Zawiadomienie w sprawie Marty Lempart, która według wiceministra klimatu i środowiska Jacka Ozdoby "opluła" policjantów, zostało wysłane do prokuratury - poinformował polityk Solidarnej Polski. Sama Lempart tłumaczy, że nikogo nie opluła, bo miała na sobie maseczkę.
W sobotę z okazji 102. rocznicy uzyskania przez kobiety praw wyborczych w całej Polsce odbyły się manifestacje Strajku Kobiet. Największa demonstracja pod hasłem "Warszawa Niepodległa - W imię matki, córki, siostry" odbyła się w stolicy.
Jeszcze w sobotę wiceminister Jacek Ozdoba z Solidarnej Polski przekazał, że złoży zawiadomienie do prokuratury w związku z zachowaniem podczas protestu jednej z liderek Strajku Kobiet, Marty Lempart. W zawiadomieniu, które opublikował na Twitterze, czytamy, że "28 listopada 2020 r. w Warszawie, w okolicach Pl. Konstytucji około godz. 16.30 p. Marta Lempart znieważyła funkcjonariuszy publicznych poprzez oplucie oraz używanie wobec nich słów wulgarnych podczas i w związku z pełnieniem przez policjantów obowiązków służbowych".

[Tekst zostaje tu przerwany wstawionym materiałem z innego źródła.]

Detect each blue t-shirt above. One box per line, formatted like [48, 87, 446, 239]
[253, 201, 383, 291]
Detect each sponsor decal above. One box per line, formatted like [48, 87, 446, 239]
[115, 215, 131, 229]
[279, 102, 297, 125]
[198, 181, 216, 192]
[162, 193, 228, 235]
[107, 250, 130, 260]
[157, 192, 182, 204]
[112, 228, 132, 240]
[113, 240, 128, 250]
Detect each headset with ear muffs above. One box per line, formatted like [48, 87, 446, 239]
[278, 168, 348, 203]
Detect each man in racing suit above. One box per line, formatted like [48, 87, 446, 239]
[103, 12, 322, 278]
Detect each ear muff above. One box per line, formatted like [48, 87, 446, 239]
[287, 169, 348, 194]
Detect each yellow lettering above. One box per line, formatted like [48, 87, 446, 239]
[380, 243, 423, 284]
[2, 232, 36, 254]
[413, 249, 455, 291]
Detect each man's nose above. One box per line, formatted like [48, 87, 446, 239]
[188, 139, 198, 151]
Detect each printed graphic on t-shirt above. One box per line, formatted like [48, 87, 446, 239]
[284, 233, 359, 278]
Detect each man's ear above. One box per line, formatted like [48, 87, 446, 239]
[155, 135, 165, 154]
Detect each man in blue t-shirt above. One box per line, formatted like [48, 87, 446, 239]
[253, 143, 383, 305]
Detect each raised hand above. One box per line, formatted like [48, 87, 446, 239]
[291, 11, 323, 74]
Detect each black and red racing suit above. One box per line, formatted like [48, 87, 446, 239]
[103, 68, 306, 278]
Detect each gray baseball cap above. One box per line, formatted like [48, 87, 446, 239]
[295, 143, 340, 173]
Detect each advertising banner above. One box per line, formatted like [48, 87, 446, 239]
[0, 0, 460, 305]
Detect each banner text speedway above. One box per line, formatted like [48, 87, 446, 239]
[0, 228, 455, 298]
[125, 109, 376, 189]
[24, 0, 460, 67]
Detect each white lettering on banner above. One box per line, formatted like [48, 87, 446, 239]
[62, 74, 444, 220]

"Marta Lempart mogła dopuścić się bezpośredniego narażenia utraty zdrowia bądź życia"
W poniedziałek Ozdoba poinformował, że zawiadomienie zostało przesłane do prokuratury.

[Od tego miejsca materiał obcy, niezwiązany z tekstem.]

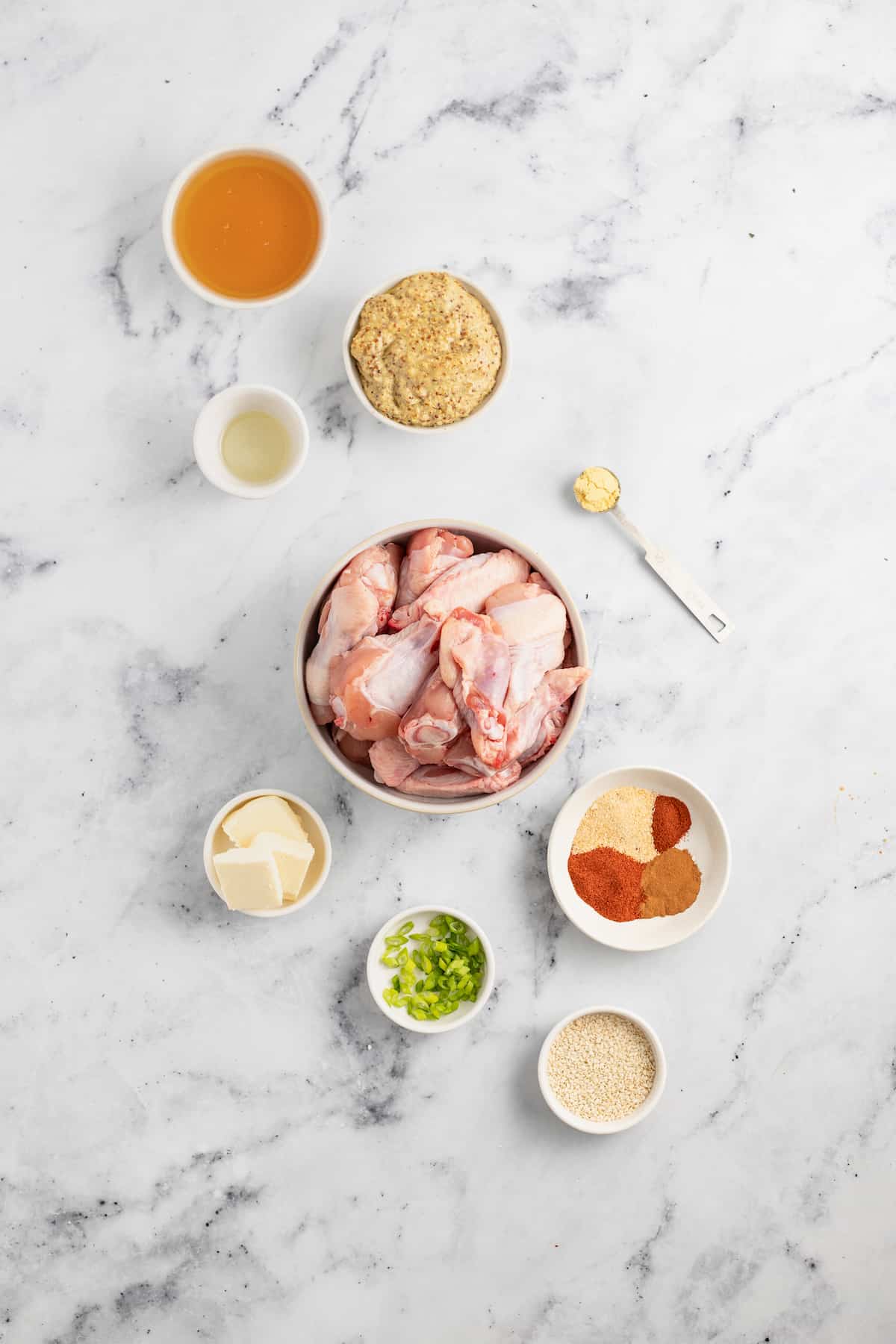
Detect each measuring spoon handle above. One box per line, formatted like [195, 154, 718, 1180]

"Zachowanie p. Marty Lempart polegało na kierowaniu wobec funkcjonariuszy słów wulgarnych powszechnie uważanych za obraźliwe. Ponadto Marta Lempart mogła dopuścić się bezpośredniego narażenia utraty zdrowia bądź życia funkcjonariuszy, albowiem w dobie epidemii opluła policjantów" - napisał wiceminister w zawiadomieniu. Według Ozdoby czyn ten wypełnia znamiona określone w art. 226 Kodeksu karnego.

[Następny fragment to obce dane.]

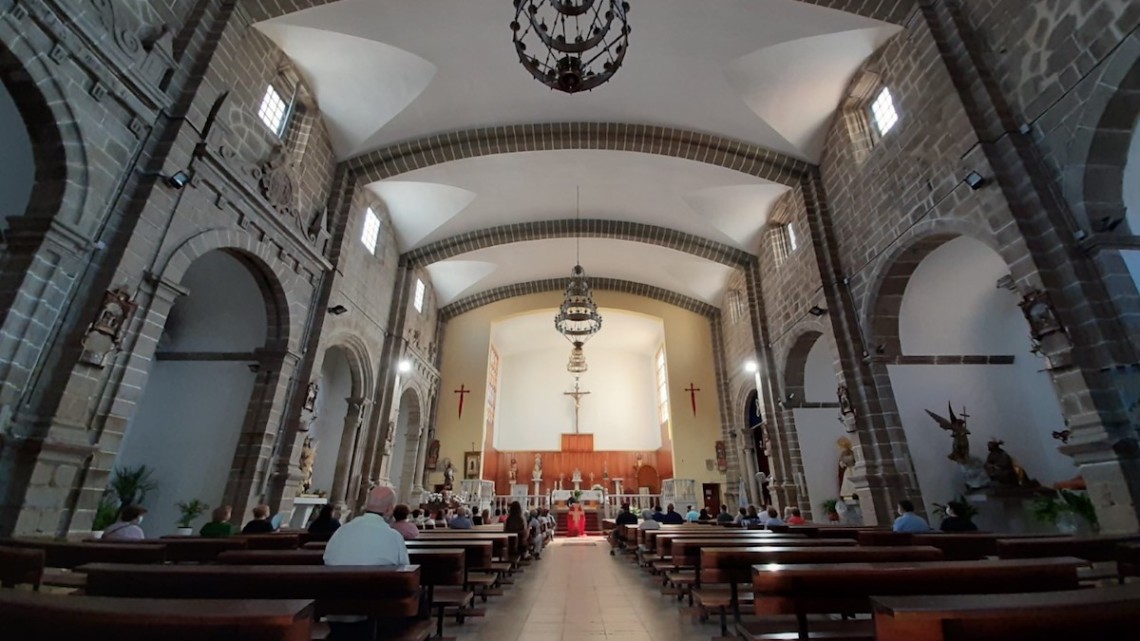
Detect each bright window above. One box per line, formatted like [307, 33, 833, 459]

Ozdoba dołączył nagranie wideo ilustrujące zachowanie Lempart. "Imię, nazwisko i numer służbowy. Taka z was k... policja. Tfu. Prawa nie stosujecie, w ogóle. Ostatnia stąd wyjdę. Będziecie tu stali do jutra, jak chcecie. Wyp..." - mówi na nagraniu Lempart, która cały czas ma założoną na usta i na nos maseczkę.
Lempart: Powiedziałam 'tfu!', nikogo nie oplułam, miałam maseczkę
Do złożenia zawiadomienia przez Ozdobę, Lempart odniosła się w niedzielę w rozmowie z "Gazetą Wyborczą". Przedstawiła swoją wersję wydarzeń.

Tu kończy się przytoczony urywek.